Changes to Tweet Entities for Retweets


#1

Today, we are announcing a change to [node:127, title="Tweet Entities"] that improves an existing behavior with Retweets. While this should be transparent, it might be a breaking change in some cases, so we want to make sure everyone has the opportunity to review their applications before we start rolling it out on January 6, 2014.

Please note only the applications relying on top-level text and entities for Retweets instead of the ones nested in retweeted_status are impacted by this change. We strongly recommend using the text and entities fields from the retweeted_status object when working with Retweets.

As described in the documentation of [node:127, title="Entities for Retweets", hash="retweets"], a Retweet top-level text property may be truncated further to the addition of the “RT @ username: ” prefix. This attribute has been used to extract entities and consequently, an entity might be missing or incorrect.

The change we are introducing uses the original Tweet instead to correct this behavior. While this will ensure every Retweet has consistent top-level entities, the related from/to indices may now point to a truncated portion of the text attribute, or even only to the final ellipsis character.
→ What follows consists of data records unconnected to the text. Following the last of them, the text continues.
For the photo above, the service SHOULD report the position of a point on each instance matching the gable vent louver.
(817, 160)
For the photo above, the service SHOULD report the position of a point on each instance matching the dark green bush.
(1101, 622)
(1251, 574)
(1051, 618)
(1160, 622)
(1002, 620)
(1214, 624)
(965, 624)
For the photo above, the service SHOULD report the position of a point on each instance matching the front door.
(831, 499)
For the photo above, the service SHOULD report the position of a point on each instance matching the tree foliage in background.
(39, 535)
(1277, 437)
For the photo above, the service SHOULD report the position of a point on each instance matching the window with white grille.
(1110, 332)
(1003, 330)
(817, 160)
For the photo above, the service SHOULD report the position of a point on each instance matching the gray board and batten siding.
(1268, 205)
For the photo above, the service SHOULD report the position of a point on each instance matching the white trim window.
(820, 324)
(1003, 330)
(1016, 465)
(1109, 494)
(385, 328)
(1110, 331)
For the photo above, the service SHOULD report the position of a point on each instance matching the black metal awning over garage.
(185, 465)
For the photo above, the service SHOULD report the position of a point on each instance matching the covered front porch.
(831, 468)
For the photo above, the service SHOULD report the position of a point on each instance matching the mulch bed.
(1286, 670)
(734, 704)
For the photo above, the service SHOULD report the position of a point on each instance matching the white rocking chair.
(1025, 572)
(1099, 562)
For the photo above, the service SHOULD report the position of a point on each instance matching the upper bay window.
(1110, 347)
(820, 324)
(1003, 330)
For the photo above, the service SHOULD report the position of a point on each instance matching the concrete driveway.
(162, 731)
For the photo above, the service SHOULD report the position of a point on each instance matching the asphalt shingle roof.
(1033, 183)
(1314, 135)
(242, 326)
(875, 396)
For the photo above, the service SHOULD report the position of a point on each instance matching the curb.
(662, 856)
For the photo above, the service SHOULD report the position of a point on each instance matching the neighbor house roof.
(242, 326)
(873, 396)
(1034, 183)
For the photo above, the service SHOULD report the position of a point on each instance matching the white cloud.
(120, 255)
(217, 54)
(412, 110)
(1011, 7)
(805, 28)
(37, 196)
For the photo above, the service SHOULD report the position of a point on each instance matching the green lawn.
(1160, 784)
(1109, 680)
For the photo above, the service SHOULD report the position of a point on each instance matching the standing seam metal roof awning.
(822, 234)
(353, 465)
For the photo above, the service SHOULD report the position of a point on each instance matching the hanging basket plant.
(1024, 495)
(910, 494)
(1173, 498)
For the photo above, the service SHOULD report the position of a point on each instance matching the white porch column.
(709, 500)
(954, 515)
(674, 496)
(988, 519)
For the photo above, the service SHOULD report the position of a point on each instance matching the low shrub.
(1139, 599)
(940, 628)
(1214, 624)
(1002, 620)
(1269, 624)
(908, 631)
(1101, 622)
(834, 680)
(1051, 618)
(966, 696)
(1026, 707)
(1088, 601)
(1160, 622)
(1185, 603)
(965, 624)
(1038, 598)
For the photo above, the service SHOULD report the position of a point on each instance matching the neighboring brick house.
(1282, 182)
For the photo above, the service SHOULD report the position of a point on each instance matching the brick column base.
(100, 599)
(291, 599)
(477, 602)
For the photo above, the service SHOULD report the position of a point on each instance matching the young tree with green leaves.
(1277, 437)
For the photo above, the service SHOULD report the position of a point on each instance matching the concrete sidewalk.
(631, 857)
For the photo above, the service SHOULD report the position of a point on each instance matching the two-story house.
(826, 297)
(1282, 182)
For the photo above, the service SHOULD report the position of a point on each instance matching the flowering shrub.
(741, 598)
Check out the following Retweet example to illustrate the change: https://twitter.com/romainhuet/status/390435661129740288

JSON extract of the Retweet before the change:

{
  ...
  "text": "RT @university: Learn more about the powerful #Linux container engine @docker in this video intro with @solomonstre - http:\/\/t.co\/QJLdA1762\u2026",
  "entities": {
    "hashtags": [{
      "text": "Linux",
      "indices": [46, 52]
    }],
    "symbols": [],
    "urls": [],
    "user_mentions": [{
      "screen_name": "university",
      "name": "Twitter University",
      "id": 1665823832,
      "id_str": "1665823832",
      "indices": [3, 14]
    }, {
      "screen_name": "docker",
      "name": "Docker",
      "id": 1138959692,
      "id_str": "1138959692",
      "indices": [70, 77]
    }, {
      "screen_name": "solomonstre",
      "name": "Solomon Hykes",
      "id": 9551792,
      "id_str": "9551792",
      "indices": [103, 115]
    }]
  }
}

Since the URL was truncated in the top-level text, previously the URL entity would be missing. With this change, the URL entity will be included and its indices will start at the beginning of the URL text, but actually end at the ellipsis character. The URL entity will contain the entire shortened URL, even though that URL is not fully contained in the Retweet text.

The @TwitterOSS user mention entity was also missing since it was entirely truncated. It will now be included but will only reference the ellipsis character at indices [139, 140]. Please also note that the order of entities is not guaranteed to be ordered by from indices.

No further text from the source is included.